By Rebecca Fiedler
An abandoned building on what was once the campus of Waco College, later called Paul Quinn College, is getting a makeover. On Thursday, Rapoport Academy Public School will begin renovating the dilapidated building that once hosted the students of a college founded to educate those newly freed from slaves.
Green foliage climbs up the walls of the structure, and crumbling sheetrock, smashed windows and broken doors can be found throughout the building where African-American students studied mathematics, Latin, theology and other subjects. Where wild animals now scamper and hide, newly refurbished classrooms will host Rapoport students starting March 2015. A ceremony for Rapoport will be held at 5 p.m. Thursday celebrating the initiation of these renovations, where visitors will be able to explore the first floor of the historic school and meet Paul Quinn College alumni.
“People will be able to actually go in and see the tigers that were painted on the wall as the college was moving out,” said Gaylene Reed, institutional development director at Rapoport. “Tigers are the mascot for Paul Quinn College.”
Paul Quinn College called Waco its home from the l870s to the 1990s, but it is now located in Dallas, leaving buildings of what was once the Waco campus to be sold and leased to different organizations in the Waco community. Rapoport Academy’s fifth to 12th grade campus is comprised of three renovated, long-term leased buildings on these grounds and one purchased building.

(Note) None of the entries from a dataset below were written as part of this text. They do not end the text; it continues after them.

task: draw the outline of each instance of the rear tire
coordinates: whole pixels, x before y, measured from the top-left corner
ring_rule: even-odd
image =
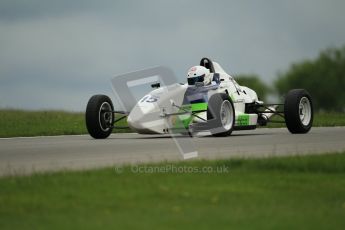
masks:
[[[95,139],[107,138],[114,123],[114,107],[106,95],[94,95],[86,106],[85,122],[89,134]]]
[[[285,97],[284,115],[286,127],[291,133],[307,133],[313,125],[313,103],[304,89],[293,89]]]
[[[227,94],[213,95],[208,101],[207,123],[211,133],[216,137],[229,136],[234,129],[235,109]]]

“Our math and science building was once the Paul Quinn math and science building, and we renovated that into a new math and science building for our high school,” Reed said. “What was once the Paul Quinn library we have now named the Paul Quinn Annex, and it is where we have social studies and language classes, as well as a commons area.”
The renovation of what once was Paul Quinn College’s 22,000-square-foot Bishop Joseph Gomez Administration Building is a $3 million project for Rapoport. The Gomez Administration Building was originally built in the 1950s, and will once again be used for classrooms and offices, also including a band hall and technology lab.

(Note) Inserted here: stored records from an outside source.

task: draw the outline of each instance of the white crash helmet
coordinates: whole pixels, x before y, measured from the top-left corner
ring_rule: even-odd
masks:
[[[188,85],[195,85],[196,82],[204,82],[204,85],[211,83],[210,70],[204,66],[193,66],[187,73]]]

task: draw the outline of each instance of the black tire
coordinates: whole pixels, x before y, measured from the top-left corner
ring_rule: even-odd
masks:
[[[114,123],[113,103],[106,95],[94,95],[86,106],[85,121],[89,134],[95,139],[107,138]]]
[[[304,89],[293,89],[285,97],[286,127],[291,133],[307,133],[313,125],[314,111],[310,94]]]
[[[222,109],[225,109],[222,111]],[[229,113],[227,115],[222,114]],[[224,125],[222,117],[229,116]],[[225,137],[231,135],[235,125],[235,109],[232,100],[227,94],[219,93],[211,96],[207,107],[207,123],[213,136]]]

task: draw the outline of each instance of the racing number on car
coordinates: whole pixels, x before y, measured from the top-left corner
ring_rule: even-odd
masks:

“What this renovation does is continue our growth,” said Alexis Neumann, chief operating officer at Rapoport. “Our size has been approved up to 950 students and we’re at 740 right now. We’re maxed at the high school because of the small buildings we currently occupy.”
The money for the renovations comes, and will come, from donations to the non-profit school, though Rapoport has had to take out a loan to address the rapidly growing student body in need of new classroom space, Reed said.
“Our students are here and moving up in grade, and we’ve got to have space for them, so we had to start renovation and construction,” Neumann said. “It’s not paid for yet. It’s funded by the bank through a loan, but we’re hoping for private donations to cover the cost.”
Reed said Rapoport will try to ensure the history of the building and the college is preserved.
“We already have a historical marker that will be installed once we finish the renovations,” Reed said. “The historical significance will be very strong. One of the things we work hard to preserve is the historical character. We will also leave as much as we can of the original signage inside the building, as well as the tigers.”
In the 1960s, the Baylor Lariat described the campus of Paul Quinn College as students saw it decades ago.
“Students here attend classes in a building that looks like a post-war set from ‘Gone With the Wind,’ and in another building that is as new and proud as Tara must have been before Scarlett O’Hara had ever seen a Yankee,” states an article from a 1966 Baylor Lariat issue by Roger Cantrell.
Neumann said the school will do as much as it can to retain the original design of the building, too.
“The general feel of the building will be similar,” she said. “It will be new, painted and updated, but the general feel of the building is still going to feel very much the way it was when the Paul Quinn students were there walking the halls.”
Neumann said Bishop Joseph Gomez’s daughter commented on the renovation plans.
“She said that this is exactly what her father would have wanted the school to do,” Neumann said. “This is exactly the use of these buildings he would have wanted to see had he been here himself.”